The Swedish Tax Agency presented on 28 December 2010 a legal position paper (131 623316-08/111) regarding the application of the Swedish transfer of a going concern (TOGC) VAT exemption. The Swedish TOGC provision is based on Article 19 of the Directive (2006/112/EC). According to the TOGC provision in the Directive, Member States may consider that no supply of goods has taken place in case of a transfer of a totality of assets or part thereof. In Sweden, however, the TOGC provision has instead been implemented as a VAT exemption.
Previously, the Tax Agency has been of the opinion that only in case of a fully taxable business being transferred could the TOGC VAT exemption be applied. This position was mainly based on a strict interpretation of the wording of the Swedish TOGC provision.
In the legal brief, the Tax Agency changes its previous strict position regarding the applicability of the TOGC VAT exemption. The Swedish TOGC provision should, in accordance with the ECJ rulings in C-14/83 von Colson, C-106/89 Marleasing and C-397/01 Pfeiffer, be interpreted so far as possible, in the light of the wording and purpose of the Directive in order to achieve an outcome consistent with the objective pursued by the Directive. Further, from the ECJ ruling C-497/01, Zita Modes, it follows that a Member State which makes use of Article 19 must apply the no-supply rule to any transfer of a totality of assets or part thereof and may not therefore restrict the application of the rule to certain transfers only.
The Tax Agency is therefore now of the opinion that the TOGC VAT exemption can also be applied in cases where a mixed business is being transferred unless both conditions below are met.

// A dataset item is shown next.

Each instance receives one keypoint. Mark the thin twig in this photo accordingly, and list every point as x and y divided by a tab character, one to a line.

- The acquirer would not be entitled to VAT deductions otherwise charged due to an only partially VAT liable/non VAT liable business, and
- The application of the TOGC VAT exemption would result in a distortion of competition.

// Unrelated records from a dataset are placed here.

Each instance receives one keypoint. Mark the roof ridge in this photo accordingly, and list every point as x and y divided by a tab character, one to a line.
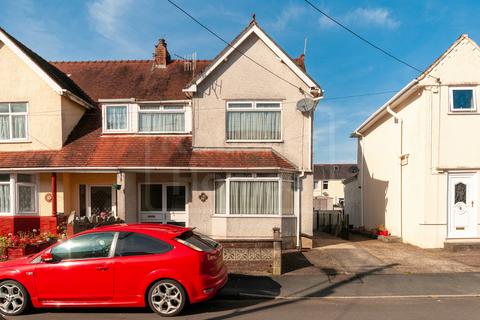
120	60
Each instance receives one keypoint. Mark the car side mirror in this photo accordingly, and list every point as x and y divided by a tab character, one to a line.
47	257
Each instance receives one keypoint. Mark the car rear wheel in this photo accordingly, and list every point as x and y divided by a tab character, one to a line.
13	298
167	298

In practice, the TOGC VAT exemption can thus now be applied in most cases. The TOGC VAT exemption would however not be applicable in cases where the acquirer will be using the acquired assets in a way where the deductible portion of the input VAT is smaller than the deductible portion of the input VAT was for the seller, when the assets were used by the seller. This would typically be the case when the business is transferred to or merged with an already ongoing business conducted by the acquirer where the taxable portion of the business is smaller for the acquirer than for the seller. Any change in the taxable portion of the business of the acquirer after the transfer has taken place is however of no importance when applying the provision.